Gideceği de belliydi. Sattıkları ve müşteri de buldukları manzaranın gerçeklerden kopuk olduğunu defalarca söylemiştik. Öyle ya, madem “Bir Türkiye, bir de İran” kalmıştı, İran neden bu durumun farkında değil? Neden kader ortağı Türkiye’nin sınırlarındaki hattı YPG-PKK’dan temizlemesine izin vermiyor da milislerini TSK ile savaşmak için Afrin’e gönderiyor? Madem bölgesel tehdit iki ülke için de aynı derecede ortaktır ve düşman-dost ayrımı siyah ile beyaz kadar ortadadır, neden siyasi dehası da ihtirasları kadar kuvvetli olan İran bunun farkında değil?
Cevap: Çünkü bu analiz doğru değil.
BOŞLUKLARI DOLDURMAK
İran, komşumuz ve öyle de kalmak isteriz. Ama bu komşumuz, bölgeyi mezhepçilik batağına sürükleyen bir komşu. Bu komşu, mezhep görünümü altında milliyetçilik ve rejim ihraç etmeye gayret eden, Lübnan’dan Yemen’e, Irak’tan Bahreyn’e kadar da bunu başarmış bir komşu. Kâh tebliğle, kâh şimdi Suriye’de ve Irak’ta çatışan kendisine bağlı paramiliter güçlerle yaptı bunu. Suriye iç savaşını içinden çıkılmaz hale getiren ülkedir. Türkiye’nin Suriye ya da herhangi bir sınır ülkede avantaj temin etmesini istemeyen güçlerin başındadır. Daha önemlisi, Irak’taki Kürt bölgesel yönetimini tehdit olarak görürken Suriye’deki bir terör oluşumunu tehdit olarak görmemektedir.

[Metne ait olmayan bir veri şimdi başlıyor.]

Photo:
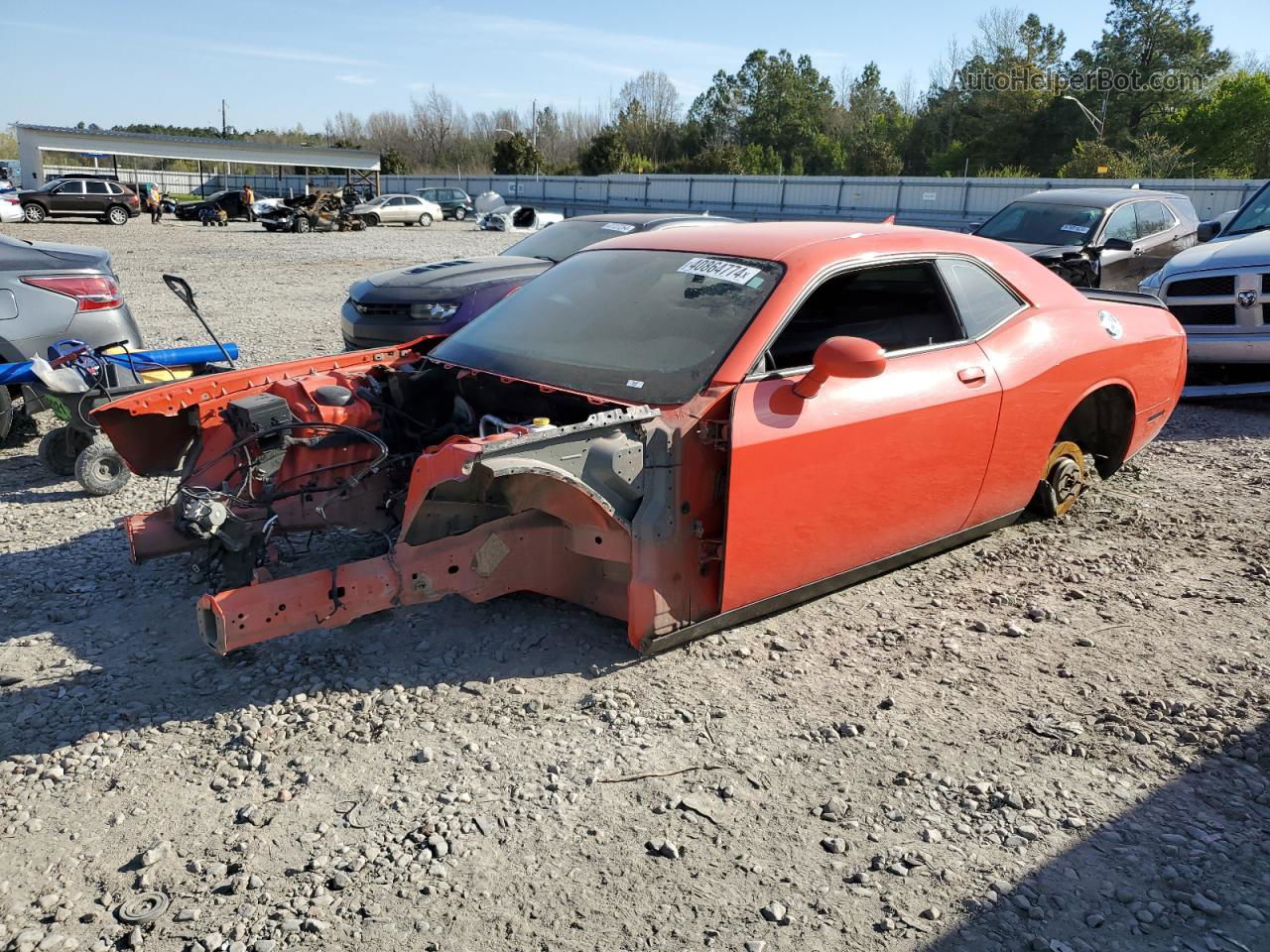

ABD, PYD-PKK’yı destekliyor, doğru. Utanmadan, gözümüzün içine baka baka. Rusya da hava sahasını açarak büyük bir jest yapıyor, doğru. Ama şunlar unutularak yapılan her analiz kör dövüşüdür.
Aynı Rusya aynı zamanda canı istediğinde hava sahasını kapatabiliyor. İdlib’de TSK’nın karşısına dikilmiş Suriye ordusu, İran Devrim Muhafızları ve Hizbullah’ı destekliyor. Moskova’da PYD’ye tahsis ettiği ofisi kapatmıyor. Dahası başta Reyhanlı katliamı olmak üzere Banyas dahil pek çok katliamın sorumlusu Mihraç Ural’ı Soçi’de Türkiye’nin ve güya uzlaştırmak istediği muhaliflerin karşısına dikmekten çekinmiyor.
“Esad’la uzlaşalım da PYD’yi yenelim”ciler farkında değil mi? Zeytin Dalı Harekâtı başladığından beri YPG unsurlarının ve silahlarının Afrin’e intikalini sağlayan rejimden başkası değil.
Türkiye görünürde YPG-PKK ile savaşıyor ama aslında ABD de Rusya da İran da Şam rejimi de karşısında. Özetle, Türkiye’nin başarısı bu güçlerle kendi arasında bloklar, sanal hatlar vehmetmekten değil; bu güçlerin beklentileri arasındaki boşlukları doğru şekilde doldurmaktan, çelişkilerini doğru kullanmaktan geçiyor.